In his most recent book, “Genocide in Libya: Shar, A Hidden Colonial History,” Ahmida recovers the overlooked atrocities of fascist Italian concentration camps in Libya between 1929 and 1934 through the oral testimonies and unexplored archival materials of survivors — shining a light on the narratives that had remained hidden from global view until recently.  

“I spent ten years doing fieldwork and oral interviews and then five years verifying the evidence,” Ahmida said, noting that the book had received the 2022 L. Carl Brown Book Prize from the American Institute for Maghrib Studies for innovative intellectual achievements in North African studies. “The book has impacted our Western way of thinking about genocide — fascism — and about people with history who are completely eradicated or silenced.” 

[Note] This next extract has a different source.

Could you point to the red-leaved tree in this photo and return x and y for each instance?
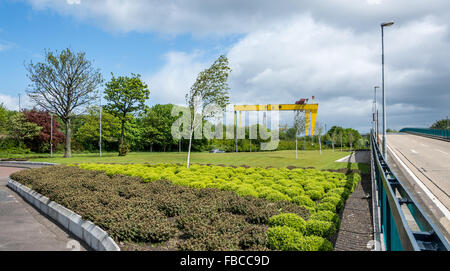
(41, 143)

In addition to his scholarly work, Ahmida provides research opportunities and mentorship to UNE undergraduate students. Sammy Mosier, a spring 2023 graduate of UNE’s Environmental Studies program with a minor in Political Science, worked for Ahmida for two years and credits Ahmida for impacting her career path.  

“While researching with Dr. Ahmida, I realized that I love critical thinking on legal studies and human rights,” Mosier said, adding that she had contemplated leaving school before working for Ahmida. “It has made me aware of what I want to do and who I want to be advocating for — and, after doing research, I have a critical lens that will help me when I'm looking through files of different legislation.” 

After traveling to Lebanon's capital, Ahmida was interviewed about his education, scholarship, and teaching by the Arabic podcast program “Finjan” in New York in June.  

“My university — UNE — believed and supported me, and now I have the opportunity to represent them and reflect on the originality of research and opportunities read globally,” he said. 

Ahmida's latest book, "Genocide in Libya: Shar, a Hidden Colonial History," will be released Aug. 7.

About Ahmida

Ahmida, born in Waddan, Libya, earned a bachelor’s in economics and political science from Cairo University in Egypt and a doctorate in political science from the University of Washington in Seattle. 

His additional scholarly contributions include the books, “The Making of Modern Libya,” “Forgotten Voices: Power and Agency in Colonial and Postcolonial Libya,” and “Post-Orientalism: Critical Reviews of North African Social and Cultural History.” He also edited “Beyond Colonialism and Nationalism in the Maghrib” and “Bridges Across the Sahara.”